Could Alcosynth Save Us From Hangover Hell?

With migraines, nausea, and the dreaded “hangxiety”, it’s a wonder we drink alcohol at all.

Photo by Oleksandr Pidvalnyi from Pexels

hen I lived in Spain, I had a typically slow freelance Friday. Work dragged. My pyjamas were very appealing. The couch quickly morphed from a desk to a lounger. Motivation was at an all time low.

So when I got a text at 12pm for an impromptu lunch date, I almost said no. But when I examined my reasons (lazing around and binge-watching Gilmore Girls) I realized this was a very poor excuse. It was Friday. This was a chance to meet new people and practice my Spanish. So after much humming and hawing, I said yes.

Spanish lunches are a relaxed affair, stretching out in front of you, the time not managed, clocks not watched. You start at around 2pm with an aperitif, snacking on small plates of tapas, until you finally order some real food around 3:30pm, usually with a glass of wine or two. This is followed by dessert, coffee and/or a cocktail.

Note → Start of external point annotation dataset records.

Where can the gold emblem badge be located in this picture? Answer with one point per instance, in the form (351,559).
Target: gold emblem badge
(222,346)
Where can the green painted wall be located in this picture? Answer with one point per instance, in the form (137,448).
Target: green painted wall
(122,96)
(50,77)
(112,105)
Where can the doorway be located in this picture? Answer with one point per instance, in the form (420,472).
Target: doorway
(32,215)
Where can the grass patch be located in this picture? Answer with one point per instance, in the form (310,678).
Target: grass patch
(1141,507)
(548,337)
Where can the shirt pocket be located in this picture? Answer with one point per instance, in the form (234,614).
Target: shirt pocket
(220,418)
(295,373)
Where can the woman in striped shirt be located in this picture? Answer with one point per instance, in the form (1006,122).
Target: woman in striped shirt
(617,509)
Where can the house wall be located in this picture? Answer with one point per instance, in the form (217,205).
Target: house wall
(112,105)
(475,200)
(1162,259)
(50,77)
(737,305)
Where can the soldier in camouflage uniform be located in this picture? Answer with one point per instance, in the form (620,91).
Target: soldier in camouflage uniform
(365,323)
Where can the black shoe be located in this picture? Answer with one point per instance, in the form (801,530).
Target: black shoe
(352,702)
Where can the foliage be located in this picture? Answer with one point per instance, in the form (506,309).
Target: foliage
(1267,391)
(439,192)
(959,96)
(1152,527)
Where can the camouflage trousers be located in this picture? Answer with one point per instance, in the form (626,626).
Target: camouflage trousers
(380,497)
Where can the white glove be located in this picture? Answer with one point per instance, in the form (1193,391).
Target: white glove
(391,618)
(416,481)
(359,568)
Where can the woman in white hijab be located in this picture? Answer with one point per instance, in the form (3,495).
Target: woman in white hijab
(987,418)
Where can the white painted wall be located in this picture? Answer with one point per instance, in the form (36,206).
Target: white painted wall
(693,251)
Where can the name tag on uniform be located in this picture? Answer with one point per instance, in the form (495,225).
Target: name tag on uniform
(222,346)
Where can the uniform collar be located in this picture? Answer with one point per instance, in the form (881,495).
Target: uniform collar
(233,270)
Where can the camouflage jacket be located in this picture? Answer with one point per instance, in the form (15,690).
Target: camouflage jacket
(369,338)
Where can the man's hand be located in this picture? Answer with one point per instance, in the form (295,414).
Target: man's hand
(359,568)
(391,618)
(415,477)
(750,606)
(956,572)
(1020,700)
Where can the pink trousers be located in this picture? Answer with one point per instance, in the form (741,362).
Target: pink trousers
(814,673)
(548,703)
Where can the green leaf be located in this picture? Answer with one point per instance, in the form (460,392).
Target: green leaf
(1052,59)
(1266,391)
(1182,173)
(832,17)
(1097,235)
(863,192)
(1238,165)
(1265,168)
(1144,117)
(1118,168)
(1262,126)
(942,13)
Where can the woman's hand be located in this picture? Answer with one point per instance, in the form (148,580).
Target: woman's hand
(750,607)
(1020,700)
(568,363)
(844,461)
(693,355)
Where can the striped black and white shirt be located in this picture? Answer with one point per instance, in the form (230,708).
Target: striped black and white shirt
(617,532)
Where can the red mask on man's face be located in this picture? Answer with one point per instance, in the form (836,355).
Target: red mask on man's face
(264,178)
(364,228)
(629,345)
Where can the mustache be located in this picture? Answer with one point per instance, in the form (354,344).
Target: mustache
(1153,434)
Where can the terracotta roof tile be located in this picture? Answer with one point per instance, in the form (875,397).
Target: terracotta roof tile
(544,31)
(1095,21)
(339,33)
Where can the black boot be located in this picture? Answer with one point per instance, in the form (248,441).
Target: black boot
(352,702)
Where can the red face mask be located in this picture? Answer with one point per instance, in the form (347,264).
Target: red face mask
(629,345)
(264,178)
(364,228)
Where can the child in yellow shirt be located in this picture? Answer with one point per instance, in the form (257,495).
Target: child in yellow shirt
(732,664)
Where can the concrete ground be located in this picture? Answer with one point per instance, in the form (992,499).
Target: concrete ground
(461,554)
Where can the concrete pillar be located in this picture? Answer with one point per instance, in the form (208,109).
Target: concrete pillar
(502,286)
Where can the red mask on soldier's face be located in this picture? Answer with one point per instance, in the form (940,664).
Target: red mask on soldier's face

The “lunch” can end there, but as it was Friday, we decided to go to a bar for another drink. We sat on the terrace, watching the weekend vibes roll out across the town as it quietly got later and darker. Random friends appeared, joining our group. We smoked cigarettes and snacked on olives and cheese, talking about feminism and languages and the distant possibility of buying a house in the Galician countryside.

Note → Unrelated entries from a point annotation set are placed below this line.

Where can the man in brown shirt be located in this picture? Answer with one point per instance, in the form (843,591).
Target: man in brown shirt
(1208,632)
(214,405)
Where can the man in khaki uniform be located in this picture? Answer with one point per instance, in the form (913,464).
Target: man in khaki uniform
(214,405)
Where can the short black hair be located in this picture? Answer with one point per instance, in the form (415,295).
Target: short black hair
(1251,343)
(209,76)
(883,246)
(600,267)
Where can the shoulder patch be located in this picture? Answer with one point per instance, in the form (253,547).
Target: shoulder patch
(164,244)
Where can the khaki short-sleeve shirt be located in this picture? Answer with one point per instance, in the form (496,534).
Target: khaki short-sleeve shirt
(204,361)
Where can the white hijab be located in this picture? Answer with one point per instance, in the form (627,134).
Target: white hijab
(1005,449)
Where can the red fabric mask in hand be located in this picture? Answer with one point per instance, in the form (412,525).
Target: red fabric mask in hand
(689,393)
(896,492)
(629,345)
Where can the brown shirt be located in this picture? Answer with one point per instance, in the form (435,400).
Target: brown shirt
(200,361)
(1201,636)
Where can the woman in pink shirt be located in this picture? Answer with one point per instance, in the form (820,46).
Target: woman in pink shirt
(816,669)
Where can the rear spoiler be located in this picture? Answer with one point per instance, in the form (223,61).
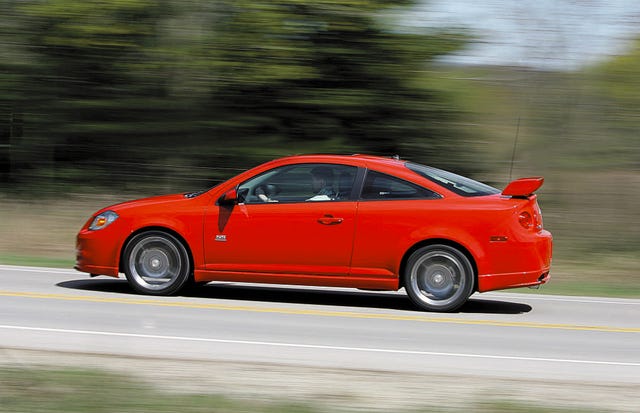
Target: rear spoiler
(523,186)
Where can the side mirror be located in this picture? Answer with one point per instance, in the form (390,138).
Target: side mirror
(229,198)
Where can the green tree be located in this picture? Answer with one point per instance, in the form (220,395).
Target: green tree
(138,85)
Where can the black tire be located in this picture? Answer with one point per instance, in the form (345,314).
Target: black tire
(156,263)
(438,278)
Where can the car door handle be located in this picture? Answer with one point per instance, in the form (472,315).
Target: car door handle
(330,220)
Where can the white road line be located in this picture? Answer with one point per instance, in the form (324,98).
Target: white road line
(40,270)
(318,346)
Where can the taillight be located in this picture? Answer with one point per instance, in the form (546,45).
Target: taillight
(526,220)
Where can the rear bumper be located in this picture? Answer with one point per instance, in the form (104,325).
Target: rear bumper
(532,257)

All in all, I had around six standard drinks, stretched over the course of ten hours. And although six drinks is a sizeable amount, I was not drunk. I felt a slight buzz, a dulling of the social anxiety that helped my Spanish and brought the group closer together. But I went to bed thinking I had been very sensible.

Ah. Ah hahaha.

I forgot that I am over thirty and drinking above three drinks brings on a host of nasty symptoms. Insomnia, heart palpitations, migraines and, more often than not, some level of “hangxiety”. Brought on by booze and a miscalculation of your GABA levels, this brain state not only makes you feel like an idiot, but also that the whole world is doomed.

I have been researching the why and how and what the hell I can do to fix hangovers ever since Google got big. If there’s anything I hate more, it is the after effects of drinking too much. I’ve tried Nuxvom (homeopathic remedy…sorry), B12 supplements, chilli, miso soup, energy drinks and when in Japan and Korea, many so called “hangover cures” in little orange bottles littered with cartoon livers and random English buzzwords. Sometimes they helped, sometimes they didn’t. But they never got rid of the hangxiety.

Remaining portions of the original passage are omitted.